The failure of Citigroup, which looks increasingly likely to happen in the near future, would mark the end of the beginning of the financial crisis. Until now, the prevailing view has been that the crisis and recession will pass in a year or so, after which things will go back, more or less, to the way they were, with a few less financial institutions, and a bit more regulation. A Citigroup failure would put paid to that idea.
Citi is not only too big to fail, it’s too big to rescue with any of the half-measures that have been tried so far. Only outright nationalization is feasible, and that will probably require joint action by a number of governments; Citigroup’s global operations are too big for the US to handle alone. After that, the kinds of tinkering discussed at the G20 last week will be irrelevant. It’s now unsurprising to read (on CNBC!) predictions that all US financial institutions will be nationalized within a year. That’s probably an overstatement: as long as the economy doesn’t really crash, there are plenty of small banks and credit unions that will survive, but few of the big names will be among them.
Not only major institutions but whole national economies are up for grabs now.

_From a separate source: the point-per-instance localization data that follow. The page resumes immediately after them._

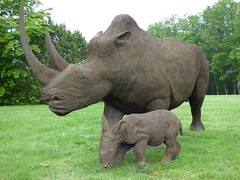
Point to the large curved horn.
(43, 73)
(59, 63)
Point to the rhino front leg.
(113, 115)
(122, 149)
(139, 151)
(172, 150)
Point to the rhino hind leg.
(196, 100)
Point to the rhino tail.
(181, 131)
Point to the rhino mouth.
(59, 111)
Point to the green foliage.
(72, 46)
(217, 32)
(32, 136)
(17, 83)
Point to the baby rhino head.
(110, 141)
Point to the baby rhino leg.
(172, 150)
(139, 151)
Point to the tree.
(14, 74)
(17, 83)
(217, 32)
(221, 36)
(72, 46)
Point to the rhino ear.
(105, 125)
(123, 38)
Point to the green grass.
(32, 135)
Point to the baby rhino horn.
(105, 125)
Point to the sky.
(92, 16)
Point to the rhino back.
(153, 125)
(148, 69)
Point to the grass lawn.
(37, 144)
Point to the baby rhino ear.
(105, 125)
(122, 38)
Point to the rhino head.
(110, 141)
(68, 87)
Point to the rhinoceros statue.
(126, 69)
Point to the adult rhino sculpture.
(127, 69)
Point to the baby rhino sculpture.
(138, 131)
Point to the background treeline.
(216, 31)
(17, 83)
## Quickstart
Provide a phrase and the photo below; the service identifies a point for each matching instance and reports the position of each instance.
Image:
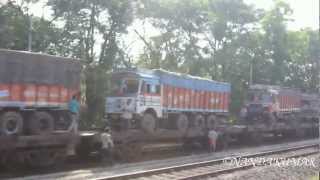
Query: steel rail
(191, 166)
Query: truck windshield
(260, 96)
(124, 86)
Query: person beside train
(212, 137)
(74, 108)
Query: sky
(305, 12)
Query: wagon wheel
(11, 123)
(130, 152)
(41, 123)
(212, 122)
(148, 123)
(199, 123)
(182, 124)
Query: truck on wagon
(158, 104)
(34, 118)
(282, 110)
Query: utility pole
(30, 34)
(251, 73)
(318, 69)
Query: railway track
(157, 168)
(217, 167)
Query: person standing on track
(213, 137)
(74, 109)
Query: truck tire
(182, 123)
(41, 123)
(199, 122)
(211, 122)
(11, 123)
(148, 123)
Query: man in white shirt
(212, 136)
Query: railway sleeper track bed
(211, 168)
(118, 170)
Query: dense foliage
(225, 40)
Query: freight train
(144, 106)
(155, 105)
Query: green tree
(91, 31)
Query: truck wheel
(199, 122)
(211, 122)
(11, 123)
(182, 123)
(41, 123)
(148, 123)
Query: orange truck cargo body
(29, 80)
(32, 95)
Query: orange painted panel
(16, 92)
(30, 93)
(4, 92)
(54, 94)
(42, 94)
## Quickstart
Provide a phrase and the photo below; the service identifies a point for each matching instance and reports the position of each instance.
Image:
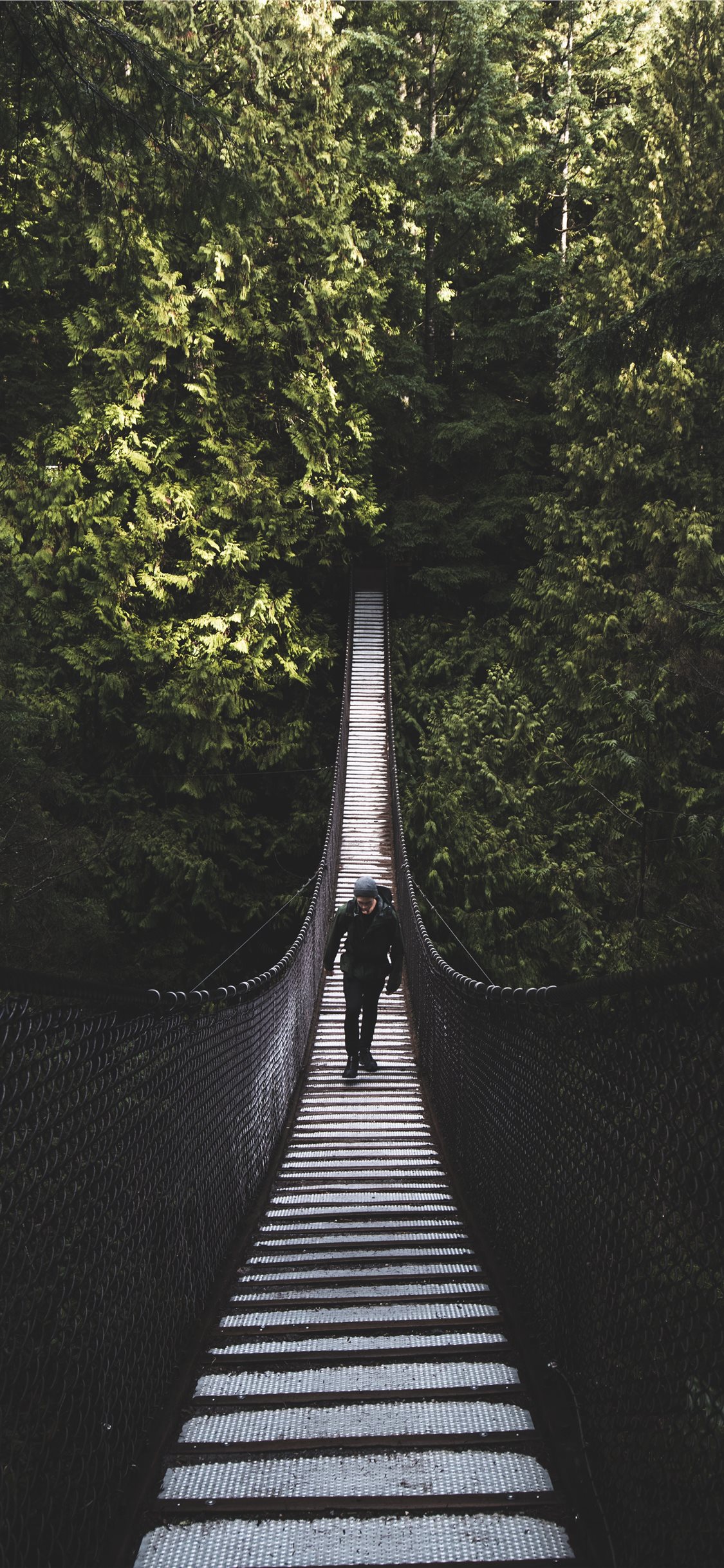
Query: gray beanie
(366, 888)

The national bankruptcy of Iceland seems likely to followed by something similar for Switzerland. As Citi itself points out, UBS and Credit Suisse are bigger, relative to the Swiss economy, than Kaupthing was for Iceland. Felix Salmon (also predicting doom for Citi, has been all over this).
Given a failure and rescue, Switzerland would probably have to follow Iceland in a rush application to join the EU (which might have its hands full rescuing some of its own members). It’s a safe bet that the end of secret bank accounts, “wealth management” through tax minimisation and the like would be part of the price. The UK isn’t quite as vulnerable, but seems likely to be forced into the eurozone before long (for a contrary view, see Martin Wolf) And this will be accompanied by a big structural shift away from the dominance of these economies by the financial sector.

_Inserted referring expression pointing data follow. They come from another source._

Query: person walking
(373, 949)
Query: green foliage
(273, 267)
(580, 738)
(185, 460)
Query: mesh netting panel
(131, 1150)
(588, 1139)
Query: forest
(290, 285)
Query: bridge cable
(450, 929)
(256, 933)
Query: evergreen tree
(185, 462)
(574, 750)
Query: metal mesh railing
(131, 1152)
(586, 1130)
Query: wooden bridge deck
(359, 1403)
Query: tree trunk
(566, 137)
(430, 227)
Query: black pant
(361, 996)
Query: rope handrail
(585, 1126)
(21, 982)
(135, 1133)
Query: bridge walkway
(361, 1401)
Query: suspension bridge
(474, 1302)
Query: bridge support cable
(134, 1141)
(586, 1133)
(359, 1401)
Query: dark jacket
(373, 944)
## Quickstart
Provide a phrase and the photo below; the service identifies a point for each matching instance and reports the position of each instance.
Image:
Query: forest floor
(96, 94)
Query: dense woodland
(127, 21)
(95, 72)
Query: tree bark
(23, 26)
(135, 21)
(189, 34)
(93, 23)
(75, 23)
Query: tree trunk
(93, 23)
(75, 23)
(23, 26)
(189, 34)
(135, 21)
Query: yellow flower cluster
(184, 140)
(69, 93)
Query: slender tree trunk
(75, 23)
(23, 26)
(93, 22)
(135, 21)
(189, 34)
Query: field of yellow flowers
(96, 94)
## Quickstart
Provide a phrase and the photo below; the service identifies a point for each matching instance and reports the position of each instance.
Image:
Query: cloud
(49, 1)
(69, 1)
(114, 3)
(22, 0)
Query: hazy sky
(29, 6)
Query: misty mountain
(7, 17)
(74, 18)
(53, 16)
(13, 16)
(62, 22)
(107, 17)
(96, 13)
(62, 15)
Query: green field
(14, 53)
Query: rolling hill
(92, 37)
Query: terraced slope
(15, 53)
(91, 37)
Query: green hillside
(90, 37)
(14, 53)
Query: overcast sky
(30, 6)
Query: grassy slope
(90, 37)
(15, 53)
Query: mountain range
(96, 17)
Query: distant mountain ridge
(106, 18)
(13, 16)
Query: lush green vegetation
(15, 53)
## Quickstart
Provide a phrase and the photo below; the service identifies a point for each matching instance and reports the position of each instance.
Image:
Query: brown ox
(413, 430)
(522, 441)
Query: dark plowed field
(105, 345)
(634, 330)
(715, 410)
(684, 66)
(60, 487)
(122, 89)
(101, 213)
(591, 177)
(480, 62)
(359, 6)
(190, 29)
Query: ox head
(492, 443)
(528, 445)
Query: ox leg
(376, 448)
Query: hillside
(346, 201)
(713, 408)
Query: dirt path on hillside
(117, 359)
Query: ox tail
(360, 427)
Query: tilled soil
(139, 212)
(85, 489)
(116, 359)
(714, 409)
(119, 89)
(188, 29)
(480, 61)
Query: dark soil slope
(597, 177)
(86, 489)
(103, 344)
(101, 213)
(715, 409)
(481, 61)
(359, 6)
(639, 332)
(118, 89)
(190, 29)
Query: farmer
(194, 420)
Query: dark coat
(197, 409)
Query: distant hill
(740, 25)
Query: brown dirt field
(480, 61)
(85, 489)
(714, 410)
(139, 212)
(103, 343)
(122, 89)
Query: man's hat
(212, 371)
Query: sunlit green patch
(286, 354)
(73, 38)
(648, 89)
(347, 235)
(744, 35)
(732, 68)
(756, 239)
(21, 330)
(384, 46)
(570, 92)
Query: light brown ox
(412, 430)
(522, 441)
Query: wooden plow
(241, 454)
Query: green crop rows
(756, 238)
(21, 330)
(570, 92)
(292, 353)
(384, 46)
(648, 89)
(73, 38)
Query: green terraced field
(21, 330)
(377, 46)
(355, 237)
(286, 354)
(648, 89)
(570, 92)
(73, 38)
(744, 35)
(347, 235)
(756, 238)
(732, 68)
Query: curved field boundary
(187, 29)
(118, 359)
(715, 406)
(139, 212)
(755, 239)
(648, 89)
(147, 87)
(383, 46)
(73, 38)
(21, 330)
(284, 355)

If even part of this plays out as it seems likely to, the financial system that emerges from the crisis will be radically different from the one that went in: massively smaller, with far fewer institutions and products, and tightly regulated where it isn’t under outright public ownership.
But before we can even get to that point, we’ll have to survive a global recession which is already the worst in decades, even though it’s still in the opening phase where unsold inventories pile up on wharves. Obama’s inauguration is going to look a lot like that of FDR in 1933.